Durante um bate-papo recente no podcast Fala VJ, o guitarrista do Ira!, Edgard Scandurra, foi questionado sobre a letra de um dos maiores hits da banda, “Pobre Paulista”, que apesar do sucesso, hoje é vista como uma música bastante polêmica.
Veja a declaração de Edgard Scandurra sobre “Pobre Paulista”, faixa do álbum “Vivendo e Não Aprendendo” de 1986:
“‘Pobre Paulista’ foi o maior equívoco que eu cometi na minha vida. Eu acho que eu quis ser mais punk do que eu podia ser realmente. Eu tinha uma noção do punk assim, ‘o punk é feito para chocar as pessoas’. E a gente estava numa ditadura, então, eu era tão ingênuo, que eu usei para falar dos meus professores da escola, para falar dos meus pais, eu usei uma metáfora que atingia muito mais gente além desse meu mundinho estudantil. Eu estava falando de gente da minha terra, de gente do meu sangue, não quero ver mais gente feia, não quero ver mais ignorantes… Isso aí abriu espaço para uma interpretação preconceituosa da letra, e era uma coisa metafórica, eu estava usando metáforas, para falar de pessoas que não dava para falar diretamente, e para atingir essas pessoas eu usei uma metáfora que falava de coisas muito mais sérias, muito mais agressivas.

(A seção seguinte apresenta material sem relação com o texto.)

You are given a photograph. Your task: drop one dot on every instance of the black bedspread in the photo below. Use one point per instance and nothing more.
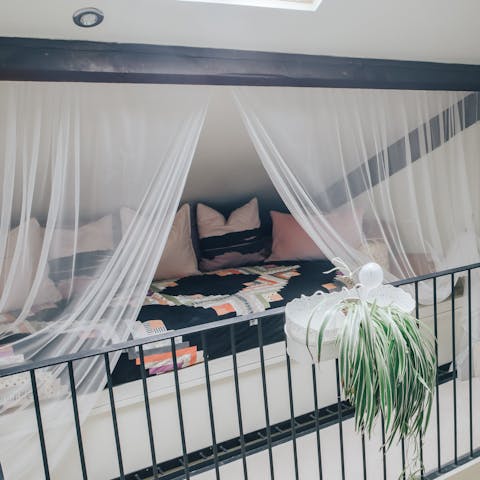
(250, 290)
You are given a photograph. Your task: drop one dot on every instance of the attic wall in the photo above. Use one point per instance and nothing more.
(434, 185)
(226, 170)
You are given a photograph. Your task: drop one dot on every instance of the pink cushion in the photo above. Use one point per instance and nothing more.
(291, 242)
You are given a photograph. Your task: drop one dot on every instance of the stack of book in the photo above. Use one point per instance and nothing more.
(158, 355)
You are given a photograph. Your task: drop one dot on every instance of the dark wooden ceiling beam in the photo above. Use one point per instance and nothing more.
(72, 61)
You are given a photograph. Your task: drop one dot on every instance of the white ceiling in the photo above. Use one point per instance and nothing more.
(431, 30)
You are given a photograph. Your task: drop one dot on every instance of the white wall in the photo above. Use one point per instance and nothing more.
(226, 169)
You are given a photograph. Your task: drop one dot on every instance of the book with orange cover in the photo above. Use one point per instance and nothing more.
(160, 357)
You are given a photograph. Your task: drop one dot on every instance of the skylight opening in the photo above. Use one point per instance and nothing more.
(308, 5)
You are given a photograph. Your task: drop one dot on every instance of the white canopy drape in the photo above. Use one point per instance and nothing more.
(79, 162)
(400, 167)
(91, 179)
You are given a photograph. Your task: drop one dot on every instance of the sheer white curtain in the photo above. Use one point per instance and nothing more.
(401, 167)
(77, 163)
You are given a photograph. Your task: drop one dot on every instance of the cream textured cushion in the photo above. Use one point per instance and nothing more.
(231, 242)
(91, 237)
(178, 258)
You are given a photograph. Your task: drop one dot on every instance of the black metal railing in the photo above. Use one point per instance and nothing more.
(294, 426)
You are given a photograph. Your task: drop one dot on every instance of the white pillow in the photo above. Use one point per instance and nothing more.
(91, 237)
(178, 258)
(26, 269)
(211, 223)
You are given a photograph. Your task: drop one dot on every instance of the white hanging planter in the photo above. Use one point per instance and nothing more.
(304, 316)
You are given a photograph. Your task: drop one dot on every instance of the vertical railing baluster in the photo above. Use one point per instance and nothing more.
(364, 457)
(265, 398)
(38, 414)
(420, 439)
(454, 370)
(470, 370)
(340, 419)
(317, 422)
(146, 399)
(237, 397)
(292, 415)
(384, 450)
(113, 411)
(210, 405)
(437, 388)
(76, 417)
(180, 411)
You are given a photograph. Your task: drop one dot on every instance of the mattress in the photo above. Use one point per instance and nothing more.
(201, 299)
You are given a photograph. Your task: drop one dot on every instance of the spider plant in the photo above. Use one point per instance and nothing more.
(387, 367)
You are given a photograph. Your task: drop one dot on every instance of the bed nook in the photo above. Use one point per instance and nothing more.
(152, 234)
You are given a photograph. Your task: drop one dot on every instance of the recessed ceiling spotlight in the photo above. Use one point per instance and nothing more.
(88, 17)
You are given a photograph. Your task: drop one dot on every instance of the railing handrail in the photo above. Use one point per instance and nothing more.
(48, 362)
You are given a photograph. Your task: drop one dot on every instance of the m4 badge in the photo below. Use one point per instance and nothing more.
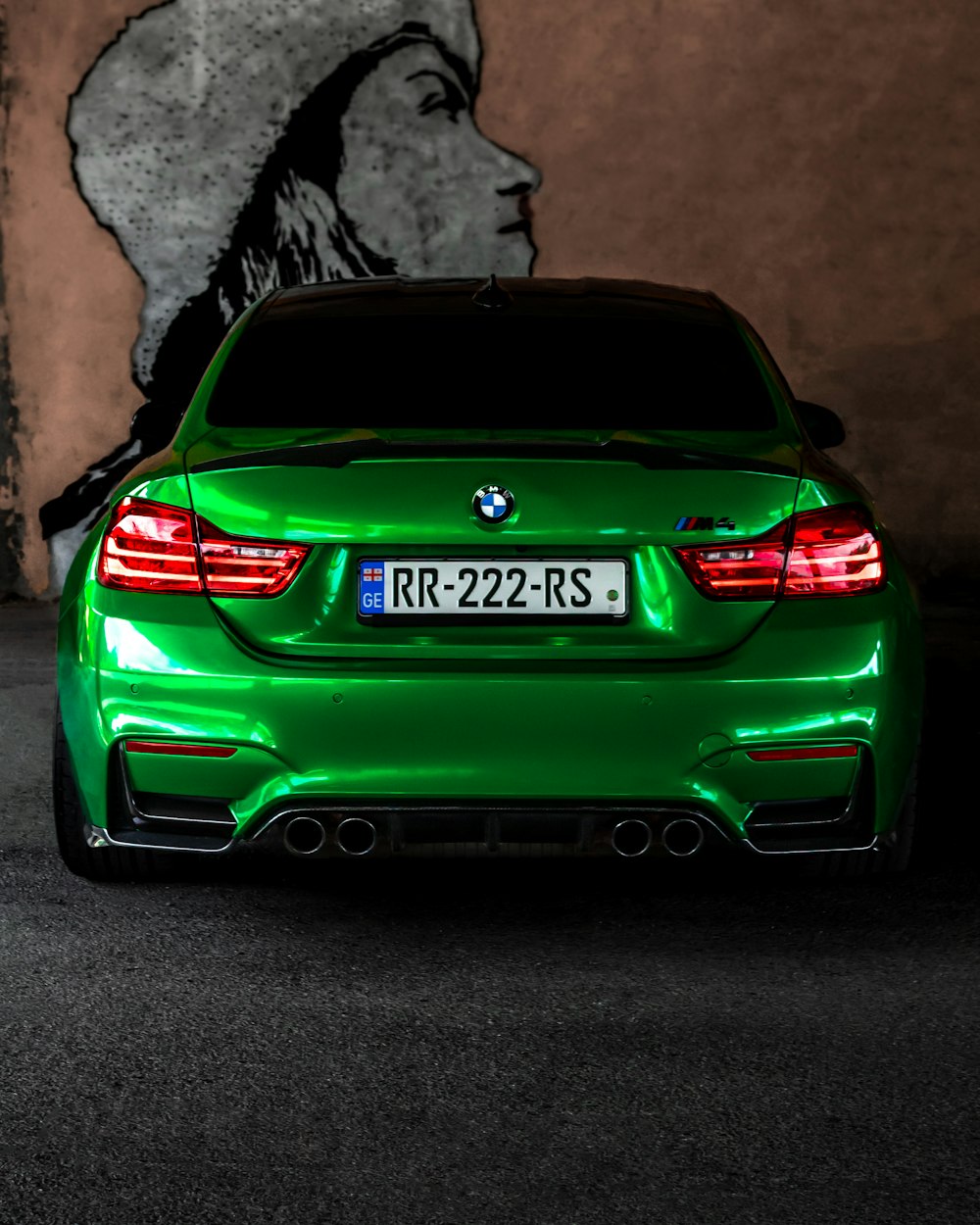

Foi uma falta de informação mesmo, porque quando eu fiz essa letra eu tinha dezesseis ou dezessete anos, então eu não tinha a noção exata. É aquela coisa que hoje chamam de racismo estrutural, vamos dizer assim. Eu acho que aquilo estava dentro de mim de uma maneira tão grande que eu falei sem pensar sobre uma coisa que estava atingindo raças, atingia povos, atingia pessoas. Ninguém se dava conta.”
Em seguida, o apresentador e produtor cultural, Maurício Gaia relatou a sua experiência com “Pobre Paulista” quando assistiu a um show do Ira! em Fortaleza em 1996, quando a banda tocou a canção e acabou sendo vaiada e xingada pelo público. Maurício relatou que ao término da música, o vocalista Nasi xingava o público de volta, enquanto Edgard tentava esfriar os ânimos e esclarecer que havia uma mal-entendido ali.
O guitarrista comentou:
“É, então, nem a gente estava entendendo. Porque eu pensava assim, tinha alguma coisa na minha cabeça que falava, ‘espera aí, esses dois versos aqui…’. porque a letra inteirinha era uma letra bem adolescente, bem rebelde. Aí de repente pára numa rima muito infeliz, que é ‘não quero ver mais essa gente feia, não quero ver mais os ignorantes’, ok. Hoje em dia a gente sabe muito bem que essa ‘gente feia’ não tem absolutamente nada a ver com estética, com beleza, com formato de nariz, de cabelo, de olho, etc. É uma feiúra interna, uma coisa do espírito, e ‘ignorante1 não é o cara que não sabe ler e escrever, às vezes o ignorante é um cara letrado, que é um preconceituoso, que é um fascista, entendeu?
Teve um que faleceu recentemente, que fez escola com todo mundo, Olavo… E era o filósofo, né? Então tinha essa coisa. O lamentável disso foi a rima, ‘não quero ver essa gente feia, não quero ver ignorantes, eu quero ver gente da minha terra, eu quero ver gente do meu sangue’… É bairrismo, bairrismo ainda passa, mas sangue… a coisa fica xenofóbica. E eu nunca tive essa intenção, mas alguma coisa falava assim, ‘Tudo bem, é punk rock, não é tão ruim assim’. Uma cabeça lamentável.”
Edgard acrescentou:
“Demorou para cair a ficha. Essa música é antes do Ira!, essa música veio do subúrbio. E o paulistano já é olhado por outros lugares como um cara meio elitista, né? Por ser um lugar um pouco mais rico e tal. Então mais pra frente em meados de noventa, quando a gente foi tocar no Nordeste, não sei se foi esse show, mas a gente tocava essa música em tudo quanto é lugar, às vezes a gente abria o show com essa música.
E tocava no rio Janeiro, a gente cantava ‘Pobre São Paulo!’, eles ‘Filha da puta!’… ‘OOOOOO pobre paulista!’… ‘filha da puta!’… e ficava aquela rivalidade meio brincando e tal e não caiu a ficha até a gente ir tocar no Nordeste. Passou um rapaz negro com cartaz bem grande escrito ‘Pobre paulista é o caralho’. Cara, aí caiu a ficha, saca? Eu falei, ‘não dá mais para tocar essa música.’
Aí começou ‘Ah, essa música é racista, essa música é preconceituosa, essa música não sei o que’. E um monte de gente começa a perguntar. Eu falei, ‘Cara, essa música a gente não pode tocar nunca mais, vamos tirar do repertório’. Então desde noventa e pouco a gente não toca mais essa música, mesmo em São Paulo, que é só a gente por o pé no palco que as pessoas pedem ‘Toca Pobre Paulista’. E a gente nunca mais tocou essa música. A gente faz só o refrão, ‘Parou, pensou e chegou a essa conclusão’. Obrigado e tchau. Nunca mais tocamos. Caiu a ficha.”